Microsoft had a number of add-ins that are no longer visible on their
download site. Datefix allows you to change the date
format of two-digit-year dates quickly and easily or to modify serial number dates so that
they fall within a specified century.
The Date Migration Wizard handles specific kinds of dates that are in
workbooks created in earlier versions of Excel. These dates use years that are two-digit
numbers between 20 and 29. The Date Watch Wizard changes 2 digit years into 4 digit years at the time of entry.
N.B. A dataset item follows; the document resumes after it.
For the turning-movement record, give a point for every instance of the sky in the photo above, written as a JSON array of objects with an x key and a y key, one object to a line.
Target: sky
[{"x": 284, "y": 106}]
For Microsoft Excel 97 for Windows
The primary page, from which you can download the add-in wizards
and read summaries of their functions:
XL97: Year 2000 Wizards for Microsoft Excel 97
Article ID: Q176943 http://support.microsoft.com/support/kb/articles/Q176/9/43.asp
For Microsoft Excel 98 for Mac OS
The primary page, from which you can download the add-in wizards
and read summaries of their functions:
XL98: Year 2000 Wizards for Microsoft Excel 98
Article ID: Q193344 http://support.microsoft.com/support/kb/articles/q193/3/44.asp
December 2, 1999 Information Update
When exporting a text file using the Excel object model (such as through VBA), cells
containing dates are formatted using only the last two digits of the year. More
specifically, the U.S. English default short date setting MM/dd/yy (example: 11/25/99 for
November 25, 1999) is automatically used, on all versions of Microsoft Windows except
Windows 2000, regardless of the systems date settings. This behavior is exposed only in
automation and not in a manual save to a text file format, where the current cell
formatting is maintained. This behavior is by design, in order to maintain consistent,
predictable automation results, regardless of locale settings. The export of 2-digit dates
is a side effect of that design, which will be corrected shortly with a product update.
Cells with custom date formatting are not affected. Only users who use VBA to export files
to TXT, PRN, CSV or DIF formats (and are not using Windows 2000) will require this update.